Many miss out on target group insights
It might sound a little too easy and straightforward, but the numbers in the NNIT's Expectation Barometer speak for themselves. Nearly 60% of the more than 100 participating CIOs said that they do not involve customers in their innovation, and according to Brian Troelsen, Business Development Director at NNIT, this can lead to some big challenges:
– Businesses miss out on invaluable insights about their target group. This means that they have little or no knowledge of the real needs in the market or how to meet them. As you can see with the Google case, a lack of customer involvement greatly increases the risk of failure, he explains.
Not everyone is part of the innovation showdown
A lack of customer involvement in innovation often results from factors such as ingrained procedures, working culture and, not least the "we usually" mindset.

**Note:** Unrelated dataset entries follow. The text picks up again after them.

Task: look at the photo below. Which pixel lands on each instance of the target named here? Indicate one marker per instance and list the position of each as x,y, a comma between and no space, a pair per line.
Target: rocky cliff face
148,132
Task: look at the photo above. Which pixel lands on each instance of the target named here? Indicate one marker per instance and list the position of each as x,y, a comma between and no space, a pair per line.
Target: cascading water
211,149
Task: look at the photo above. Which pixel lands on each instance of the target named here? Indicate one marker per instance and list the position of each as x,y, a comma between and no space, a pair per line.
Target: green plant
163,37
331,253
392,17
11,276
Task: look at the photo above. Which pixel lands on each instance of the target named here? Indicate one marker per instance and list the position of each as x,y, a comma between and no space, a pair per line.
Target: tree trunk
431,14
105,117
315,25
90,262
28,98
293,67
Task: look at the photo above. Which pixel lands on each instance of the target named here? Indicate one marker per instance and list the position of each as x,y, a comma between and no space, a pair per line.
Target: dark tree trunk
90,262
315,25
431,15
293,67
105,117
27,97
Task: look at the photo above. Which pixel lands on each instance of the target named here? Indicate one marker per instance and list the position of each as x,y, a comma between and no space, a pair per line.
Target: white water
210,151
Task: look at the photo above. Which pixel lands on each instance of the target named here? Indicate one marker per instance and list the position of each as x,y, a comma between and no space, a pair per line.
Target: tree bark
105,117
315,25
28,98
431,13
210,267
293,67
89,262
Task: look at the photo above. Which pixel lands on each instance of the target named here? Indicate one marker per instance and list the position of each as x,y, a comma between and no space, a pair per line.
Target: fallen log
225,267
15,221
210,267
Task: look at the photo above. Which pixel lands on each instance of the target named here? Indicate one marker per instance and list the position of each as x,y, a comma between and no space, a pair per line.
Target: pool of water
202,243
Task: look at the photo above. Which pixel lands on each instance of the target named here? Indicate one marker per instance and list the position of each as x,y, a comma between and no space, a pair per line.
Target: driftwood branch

– Right now there is a showdown with an era and its very classic approach to innovation. But for established companies, involving customers in innovation can be a major upheaval and it is often tempting to ignore. This may mean that they are overtaken by (new) competitors who have cracked the code of digital innovation – and in the worst case, the established company will be the one that goes down, says Brian Troelsen.
Know your Innovation Theories
Refers to the classic brainstorm process from the design world, where a giant bundle of ideas finally becomes a single idea for designers to focus on.
Design thinking is the same brainstorm, but with the difference that it involves both customers and stakeholders throughout the whole innovation process. As a result, it is not only the company's - but also the customer's input that decides which ideas "survive", and how they end up in practice.
It gives the company unique insights and the ability to customize products to their target group during the process instead of during the launch; when it may well be too late.
Defined as the basic understanding that "data beats opinion". The company must have computerized knowledge of the target group in order to develop a successful product.
Pretotyping lets go of the traditional "waterfall model", where product development is planned in all details from the beginning with silo-divided teams and processes - such as one phase of requirement specification, one phase of programming, one hardware phase development, one phase for testing and so on. The waterfall model often means very long development cycles with the risk that the final product is obsolete or out of tune with the needs of its target group.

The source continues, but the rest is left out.